After several weeks of antibiotic treatment, a new doctor began caring for Magney. After conferring with the couple, the doctor agreed to implement the directive. The County contends that at that point in time, Mr. Magney’s mental condition was highly questionable. Humboldt APS subsequently filed for conservatorship, removing Ms. Magney as health agent.
The incident went before a trial court, which sided with the County but found that Ringwald had failed to disclose a conversation with Magney’s final doctor who followed the directive. The judge ordered the mandatory commencement of life-sustaining medical treatment, but the decision was overturned on appeal by Ms. Magney.
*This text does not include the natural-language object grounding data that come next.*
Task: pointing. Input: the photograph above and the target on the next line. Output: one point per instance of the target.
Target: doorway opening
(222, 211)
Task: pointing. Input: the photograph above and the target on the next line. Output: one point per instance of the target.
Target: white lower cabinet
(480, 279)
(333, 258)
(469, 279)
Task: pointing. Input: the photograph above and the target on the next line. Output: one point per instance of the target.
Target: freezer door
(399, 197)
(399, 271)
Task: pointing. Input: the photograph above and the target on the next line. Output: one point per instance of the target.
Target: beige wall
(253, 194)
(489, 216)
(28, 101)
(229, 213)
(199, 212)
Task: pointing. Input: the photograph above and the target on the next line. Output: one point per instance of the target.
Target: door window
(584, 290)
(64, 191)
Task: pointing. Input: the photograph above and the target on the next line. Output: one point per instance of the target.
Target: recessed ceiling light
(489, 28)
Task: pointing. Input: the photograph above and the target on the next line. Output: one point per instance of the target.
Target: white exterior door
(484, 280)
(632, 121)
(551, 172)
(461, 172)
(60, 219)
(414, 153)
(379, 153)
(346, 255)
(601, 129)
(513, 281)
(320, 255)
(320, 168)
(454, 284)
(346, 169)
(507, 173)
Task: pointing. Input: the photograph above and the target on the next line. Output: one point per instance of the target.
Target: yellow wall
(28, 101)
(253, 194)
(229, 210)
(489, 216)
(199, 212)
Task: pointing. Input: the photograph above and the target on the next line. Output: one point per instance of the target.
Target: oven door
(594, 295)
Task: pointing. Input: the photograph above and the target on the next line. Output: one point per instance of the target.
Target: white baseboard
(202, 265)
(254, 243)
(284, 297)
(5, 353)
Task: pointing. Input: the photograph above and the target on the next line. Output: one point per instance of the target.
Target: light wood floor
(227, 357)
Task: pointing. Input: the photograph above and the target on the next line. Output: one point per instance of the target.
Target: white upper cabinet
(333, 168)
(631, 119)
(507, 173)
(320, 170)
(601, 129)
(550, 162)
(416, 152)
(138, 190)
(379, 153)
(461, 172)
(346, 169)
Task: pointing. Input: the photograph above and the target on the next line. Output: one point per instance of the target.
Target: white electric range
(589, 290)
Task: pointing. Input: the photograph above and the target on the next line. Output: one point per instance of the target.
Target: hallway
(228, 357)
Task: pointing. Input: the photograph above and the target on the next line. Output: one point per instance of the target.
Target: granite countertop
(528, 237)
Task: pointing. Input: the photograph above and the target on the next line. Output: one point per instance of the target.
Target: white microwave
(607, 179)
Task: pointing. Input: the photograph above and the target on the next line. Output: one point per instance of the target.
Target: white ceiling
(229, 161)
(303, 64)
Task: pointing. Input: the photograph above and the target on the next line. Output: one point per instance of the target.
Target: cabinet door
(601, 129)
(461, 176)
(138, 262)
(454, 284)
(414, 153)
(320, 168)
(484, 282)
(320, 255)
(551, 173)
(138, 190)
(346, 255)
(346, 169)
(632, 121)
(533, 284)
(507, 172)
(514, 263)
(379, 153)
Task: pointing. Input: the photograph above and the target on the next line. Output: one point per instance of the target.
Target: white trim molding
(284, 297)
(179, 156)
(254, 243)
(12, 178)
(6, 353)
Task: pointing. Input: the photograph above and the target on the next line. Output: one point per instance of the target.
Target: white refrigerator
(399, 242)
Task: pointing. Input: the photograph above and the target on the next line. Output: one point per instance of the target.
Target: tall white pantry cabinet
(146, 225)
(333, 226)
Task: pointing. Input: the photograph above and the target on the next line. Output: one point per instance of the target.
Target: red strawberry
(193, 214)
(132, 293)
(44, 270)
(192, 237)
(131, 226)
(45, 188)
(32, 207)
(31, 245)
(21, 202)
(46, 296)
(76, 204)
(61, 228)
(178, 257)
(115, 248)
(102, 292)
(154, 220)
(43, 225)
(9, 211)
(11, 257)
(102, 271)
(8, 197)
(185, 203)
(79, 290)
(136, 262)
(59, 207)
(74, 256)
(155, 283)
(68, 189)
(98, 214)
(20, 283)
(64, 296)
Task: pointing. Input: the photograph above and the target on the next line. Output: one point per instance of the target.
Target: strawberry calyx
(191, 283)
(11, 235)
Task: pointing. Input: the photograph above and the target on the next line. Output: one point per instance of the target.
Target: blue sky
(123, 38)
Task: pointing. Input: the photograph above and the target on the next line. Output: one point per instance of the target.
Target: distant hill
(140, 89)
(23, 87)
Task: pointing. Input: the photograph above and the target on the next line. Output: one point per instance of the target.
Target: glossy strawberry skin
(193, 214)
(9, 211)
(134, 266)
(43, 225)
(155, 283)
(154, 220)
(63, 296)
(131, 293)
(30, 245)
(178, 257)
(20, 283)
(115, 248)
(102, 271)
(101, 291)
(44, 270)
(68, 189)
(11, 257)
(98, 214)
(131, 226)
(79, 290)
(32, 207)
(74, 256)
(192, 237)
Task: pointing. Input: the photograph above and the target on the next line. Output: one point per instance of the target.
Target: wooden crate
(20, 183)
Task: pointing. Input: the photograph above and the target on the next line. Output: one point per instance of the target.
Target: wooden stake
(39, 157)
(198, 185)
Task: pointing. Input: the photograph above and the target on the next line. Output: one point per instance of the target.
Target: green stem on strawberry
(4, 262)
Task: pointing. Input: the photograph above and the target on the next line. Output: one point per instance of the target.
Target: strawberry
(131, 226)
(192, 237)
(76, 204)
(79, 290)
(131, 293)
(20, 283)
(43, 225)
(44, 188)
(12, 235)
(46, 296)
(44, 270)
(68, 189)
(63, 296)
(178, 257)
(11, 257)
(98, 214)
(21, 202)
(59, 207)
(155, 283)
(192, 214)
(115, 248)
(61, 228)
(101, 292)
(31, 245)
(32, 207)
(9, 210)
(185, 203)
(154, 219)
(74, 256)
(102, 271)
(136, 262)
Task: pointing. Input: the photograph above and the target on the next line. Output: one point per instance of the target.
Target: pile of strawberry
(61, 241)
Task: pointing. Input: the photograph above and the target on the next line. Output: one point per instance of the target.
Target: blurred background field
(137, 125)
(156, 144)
The appellate court not only changed the ruling but lambasted Humboldt County and its’ attorneys as well.
In the ruling, the appellate court stated: “We cannot subscribe to a scenario where a governmental agency acts to overturn the provisions of a valid advance directive by presenting the court with an incomplete discussion of the relevant law and a misleading compendium of incompetent and inadmissible evidence and, worse, by withholding critical evidence about the clinical assessments and opinions of the primary physician because that evidence does not accord with the agency‘s own agenda. No reasonable person, let alone a governmental agency, would have pursued such a course.”
Blanck told the Record that the appellate court took unusual umbrage at not being informed about the opinion of Mr. Magney’s third and final doctor.
“We referenced the two previous doctors and Mr. Magney’s statements that he wanted continued treatment. The appellate court said ‘Ah, you didn’t tell us about the last doctor’. But then you have dueling doctors anyway; one is saying yes and one is saying no” so that lack of reference would have been moot claimed Blanck.
While the public chastising of APS and Deputy County Counsel Blair Angus, who had pushed for the conservatorship over Magney, is a rather rare action by a court, the level of court alleged transgressions apparently motivated the decision to publish the findings.
Humboldt County petitioned the State Supreme Court to depublish the findings because, according to Blanck, the appellate court dismissed the evidence of neglect, the medical records and APS investigation notes. The request was denied because, the court said, the county lacked a reasonable cause for the request.
Judy Thomas, CEO of Coalition for Compassionate Care, was asked what issue was at the root for such legal fighting.
“We do have a literacy issue in society,” replied Thomas. “People don’t know what the aging process looks like through the very end of any serious illness or chronic condition all the way to active dying.”
This lack of awareness has physical ramifications to it that tend to be counter-productive if misdiagnosed. Thomas said that once dying actively and irreversibly begins, sustaining treatment can cause undo suffering while it tries to fight a natural process.
“Hopefully people will still have advance directives and not be scared off by this,” said Thomas.